Türkçe’ye “yeşil aklama” olarak çevrilen greenwashing artık duymaktan yorulduğumuz sürdürülebilirlik kavramının bir pazarlama stratejisine dönüşmesiyle hayatımıza giren yeni bir sözcük. Özetle markaların, iklim krizi ve çevre konusunda duyarlı tüketicileri hedef almak için ürün ve hizmetlerini yanıltıcı biçimde “doğa dostu” göstermeye çalışmaları anlamına geliyor. Doğaya zarar vermeyen, geri dönüştürülebilen bir üretim ve sunum sürecine sahip ürünleri ifade eden “yeşil” ifadesi de tıpkı yem-içme tarafındaki “organik” kadar muğlak. Dolayısıyla etiketler, bir ürünün ne kadar doğa dostu ve sürdürülebilir ürünleri tespit etmek adına yetersiz kalıyorlar. İşte ‘greenwashing’ de çoğunlukla bu etiketleme ve pazarlama süreçlerinde karşımıza çıkıyor.

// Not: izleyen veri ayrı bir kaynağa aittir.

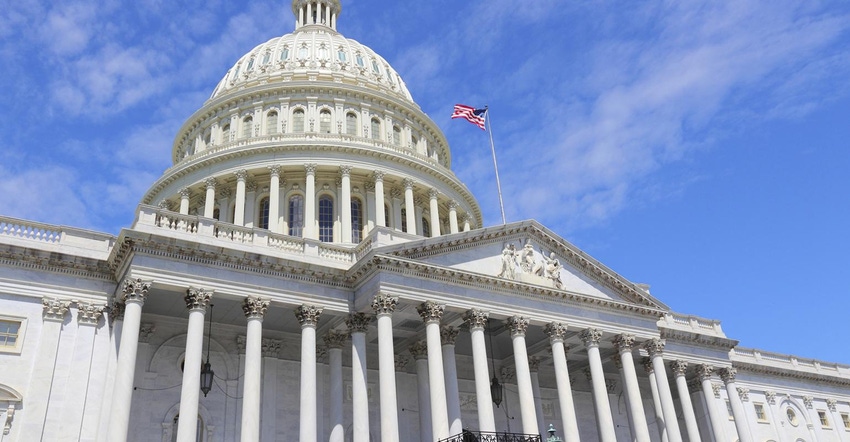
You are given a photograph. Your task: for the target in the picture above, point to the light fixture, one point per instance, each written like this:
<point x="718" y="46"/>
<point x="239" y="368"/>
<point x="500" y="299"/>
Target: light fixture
<point x="206" y="371"/>
<point x="495" y="386"/>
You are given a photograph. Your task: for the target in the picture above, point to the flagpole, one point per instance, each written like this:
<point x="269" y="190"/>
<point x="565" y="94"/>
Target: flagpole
<point x="495" y="165"/>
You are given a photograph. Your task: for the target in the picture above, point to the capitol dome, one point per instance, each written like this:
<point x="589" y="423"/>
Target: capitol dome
<point x="314" y="135"/>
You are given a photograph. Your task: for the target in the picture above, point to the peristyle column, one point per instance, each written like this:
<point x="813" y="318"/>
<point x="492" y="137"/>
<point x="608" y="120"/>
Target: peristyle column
<point x="197" y="301"/>
<point x="477" y="320"/>
<point x="557" y="333"/>
<point x="255" y="309"/>
<point x="308" y="317"/>
<point x="591" y="338"/>
<point x="431" y="313"/>
<point x="384" y="306"/>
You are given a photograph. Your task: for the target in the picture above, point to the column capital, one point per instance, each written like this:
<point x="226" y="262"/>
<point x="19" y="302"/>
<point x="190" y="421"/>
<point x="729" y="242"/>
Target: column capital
<point x="518" y="325"/>
<point x="197" y="299"/>
<point x="384" y="304"/>
<point x="89" y="313"/>
<point x="358" y="322"/>
<point x="448" y="335"/>
<point x="556" y="331"/>
<point x="335" y="339"/>
<point x="135" y="290"/>
<point x="308" y="315"/>
<point x="590" y="337"/>
<point x="55" y="309"/>
<point x="431" y="311"/>
<point x="728" y="374"/>
<point x="679" y="367"/>
<point x="534" y="363"/>
<point x="654" y="347"/>
<point x="255" y="307"/>
<point x="476" y="318"/>
<point x="400" y="362"/>
<point x="704" y="371"/>
<point x="770" y="396"/>
<point x="419" y="350"/>
<point x="624" y="342"/>
<point x="116" y="312"/>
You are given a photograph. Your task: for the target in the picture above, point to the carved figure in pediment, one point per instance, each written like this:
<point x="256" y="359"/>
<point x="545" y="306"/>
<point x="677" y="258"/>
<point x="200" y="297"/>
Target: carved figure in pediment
<point x="509" y="258"/>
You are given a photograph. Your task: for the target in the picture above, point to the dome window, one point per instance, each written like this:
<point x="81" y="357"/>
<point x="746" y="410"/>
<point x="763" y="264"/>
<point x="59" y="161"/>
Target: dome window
<point x="298" y="121"/>
<point x="325" y="121"/>
<point x="351" y="124"/>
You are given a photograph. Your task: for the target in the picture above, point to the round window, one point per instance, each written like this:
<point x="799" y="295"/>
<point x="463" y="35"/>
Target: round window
<point x="792" y="416"/>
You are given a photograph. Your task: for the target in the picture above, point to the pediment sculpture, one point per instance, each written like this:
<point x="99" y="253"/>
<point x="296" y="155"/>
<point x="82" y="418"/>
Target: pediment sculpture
<point x="523" y="265"/>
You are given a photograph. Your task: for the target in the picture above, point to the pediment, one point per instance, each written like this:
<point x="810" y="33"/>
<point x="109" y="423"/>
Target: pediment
<point x="525" y="253"/>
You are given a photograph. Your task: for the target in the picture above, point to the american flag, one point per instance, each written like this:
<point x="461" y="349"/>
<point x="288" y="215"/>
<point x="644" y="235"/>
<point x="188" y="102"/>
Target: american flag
<point x="471" y="114"/>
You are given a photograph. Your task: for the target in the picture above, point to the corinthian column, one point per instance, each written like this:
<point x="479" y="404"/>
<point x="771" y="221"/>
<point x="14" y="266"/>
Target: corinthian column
<point x="557" y="332"/>
<point x="409" y="208"/>
<point x="624" y="344"/>
<point x="718" y="420"/>
<point x="255" y="309"/>
<point x="655" y="348"/>
<point x="334" y="340"/>
<point x="384" y="306"/>
<point x="728" y="375"/>
<point x="310" y="202"/>
<point x="518" y="326"/>
<point x="134" y="293"/>
<point x="680" y="368"/>
<point x="448" y="335"/>
<point x="419" y="350"/>
<point x="477" y="320"/>
<point x="357" y="324"/>
<point x="431" y="313"/>
<point x="345" y="209"/>
<point x="434" y="208"/>
<point x="308" y="317"/>
<point x="605" y="421"/>
<point x="197" y="301"/>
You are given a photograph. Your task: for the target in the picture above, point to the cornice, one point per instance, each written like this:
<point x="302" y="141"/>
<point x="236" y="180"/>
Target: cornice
<point x="42" y="261"/>
<point x="525" y="229"/>
<point x="453" y="276"/>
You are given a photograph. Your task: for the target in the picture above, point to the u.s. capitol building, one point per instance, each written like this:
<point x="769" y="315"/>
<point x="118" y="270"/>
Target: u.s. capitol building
<point x="311" y="269"/>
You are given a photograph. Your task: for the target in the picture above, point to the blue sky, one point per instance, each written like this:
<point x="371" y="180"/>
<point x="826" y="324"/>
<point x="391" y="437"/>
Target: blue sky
<point x="699" y="147"/>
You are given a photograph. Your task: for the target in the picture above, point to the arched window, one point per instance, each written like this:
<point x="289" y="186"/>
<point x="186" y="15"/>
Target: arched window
<point x="298" y="121"/>
<point x="247" y="124"/>
<point x="326" y="219"/>
<point x="397" y="135"/>
<point x="376" y="129"/>
<point x="296" y="215"/>
<point x="271" y="122"/>
<point x="263" y="216"/>
<point x="351" y="124"/>
<point x="325" y="121"/>
<point x="356" y="220"/>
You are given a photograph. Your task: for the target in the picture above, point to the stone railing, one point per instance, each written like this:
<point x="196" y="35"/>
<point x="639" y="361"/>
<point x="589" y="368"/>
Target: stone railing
<point x="152" y="219"/>
<point x="54" y="238"/>
<point x="692" y="323"/>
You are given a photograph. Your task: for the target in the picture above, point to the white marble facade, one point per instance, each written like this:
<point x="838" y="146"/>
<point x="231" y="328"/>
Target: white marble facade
<point x="316" y="249"/>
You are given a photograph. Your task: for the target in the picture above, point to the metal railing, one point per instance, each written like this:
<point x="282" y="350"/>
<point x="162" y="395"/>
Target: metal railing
<point x="478" y="436"/>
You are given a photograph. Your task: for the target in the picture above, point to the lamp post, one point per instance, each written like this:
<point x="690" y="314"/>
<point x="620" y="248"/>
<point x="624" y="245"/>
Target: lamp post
<point x="206" y="371"/>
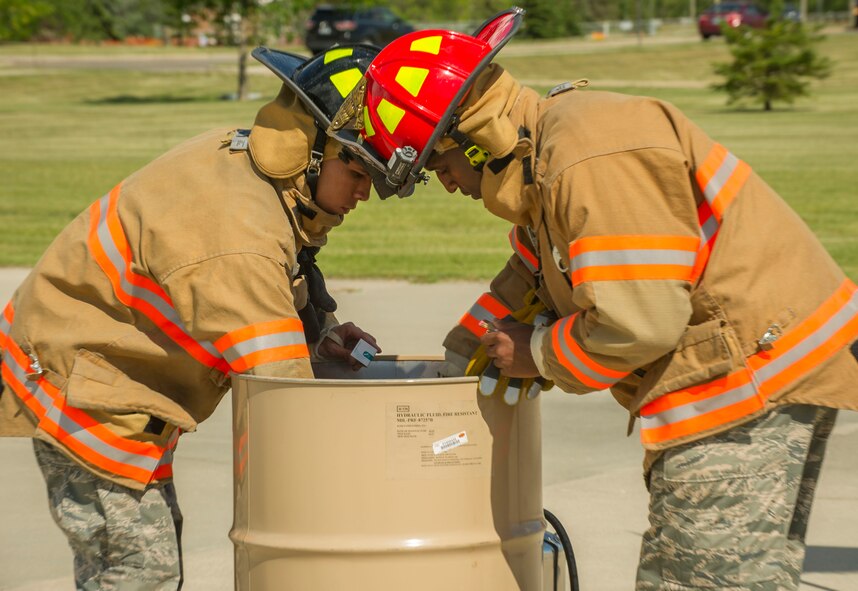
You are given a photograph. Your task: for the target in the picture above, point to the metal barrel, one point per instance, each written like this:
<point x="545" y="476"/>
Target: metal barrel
<point x="388" y="478"/>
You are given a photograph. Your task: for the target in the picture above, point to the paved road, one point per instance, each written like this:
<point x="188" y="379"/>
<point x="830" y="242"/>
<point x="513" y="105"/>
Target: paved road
<point x="591" y="472"/>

Greenwashing (Yeşil Aklama)
Greenwashing (Yeşil Aklama) | Fotoğraf: Unsplash/@brian_yuri

‘Greenwashing’ (Yeşil Aklama) Nedir?

Aslında ‘greenwashing’ tüketicilerden gelen bir talebin sömürülmesinden doğdu denebilir. İklim krizi ve çevre konusundaki farkındalık arttıkça tüketiciler bir ürün ve hizmet satın alırken bunların doğa dostu olmasına da özen göstermeye başladı. Bir süre sonra da bu talep kimi markalarca dürüst bir biçimde karşılanırken, diğerleri tarafından dürüst olmayan bir pazarlama stratejisi olarak kullanılmaya başlandı. Yeşil aklama, markaya dair eksik ya da yanıltıcı bilgiler verilmesiyle gerçekleşiyor. Örneğin; bir ürün için saf ve doğal gibi muğlak ifadeler kullanılırken içeriğinde petrokimya jel gibi bir malzeme kullanılması. Aynı şekilde bir markanın sürdürülebilirlik sözü vererek logosuna yeşil bir ibare eklemesi ancak pratikte buna yönelik hiçbir uygulamaya geçmemesi de yeşil aklama için örnek olabilir.

Greenwashing
Greenwashing | Fotoğraf: Pexels/@alena-koval

Tespit Etmek İçin Nelere Dikkat Edilmeli?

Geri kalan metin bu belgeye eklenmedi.